Suppose that I have a pandas data frame A with columns called user_id and history where history is an array of ints. And the possible histories are bounded from above by 2000. I need to iterate through all rows of A, for each history b = [b1, b2, b3, …, bn]. All bi’s are unique(only appearing once in the array).
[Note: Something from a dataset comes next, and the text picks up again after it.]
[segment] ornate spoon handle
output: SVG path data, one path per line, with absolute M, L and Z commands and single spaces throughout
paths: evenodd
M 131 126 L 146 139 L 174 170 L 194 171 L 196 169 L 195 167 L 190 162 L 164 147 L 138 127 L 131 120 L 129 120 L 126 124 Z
I need to find all possible triples (bi, bj, bk) such that i < j < k, and count the occurrences of all such triples.
import pandas as pd
from itertools import combinations
# Example DataFrame A (replace this with your actual DataFrame)
import pandas as pd
from collections import defaultdict
# Example DataFrame A (replace this with your actual DataFrame)
A = pd.DataFrame({
'user_id': [1, 2, 3],
'history': [[1, 2, 3], [2, 3, 4], [1, 3, 5]]
})
# Initialize a dictionary to store counts of triples
triple_counts = defaultdict(int)
# Iterate over each row of A
for index, row in A.iterrows():
history = row['history']
n = len(history)
# Iterate over all triples (bi, bj, bk) where i < j < k
for i in range(n):
for j in range(i + 1, n):
for k in range(j + 1, n):
bi = history[i]
bj = history[j]
bk = history[k]
# Ensure bi < bj < bk
if bi < bj < bk:
triple_counts[(bi, bj, bk)] += 1
# Output the counts of all triples
for triple, count in triple_counts.items():
print(f"Triple {triple}: Count = {count}")
The issue with this approach is that A is an extremely large data frame and each row has a complexity of O(n^3) so it takes forever to complete this computation. Is there faster way to do this possibly leveraging pytorch or tensor operations?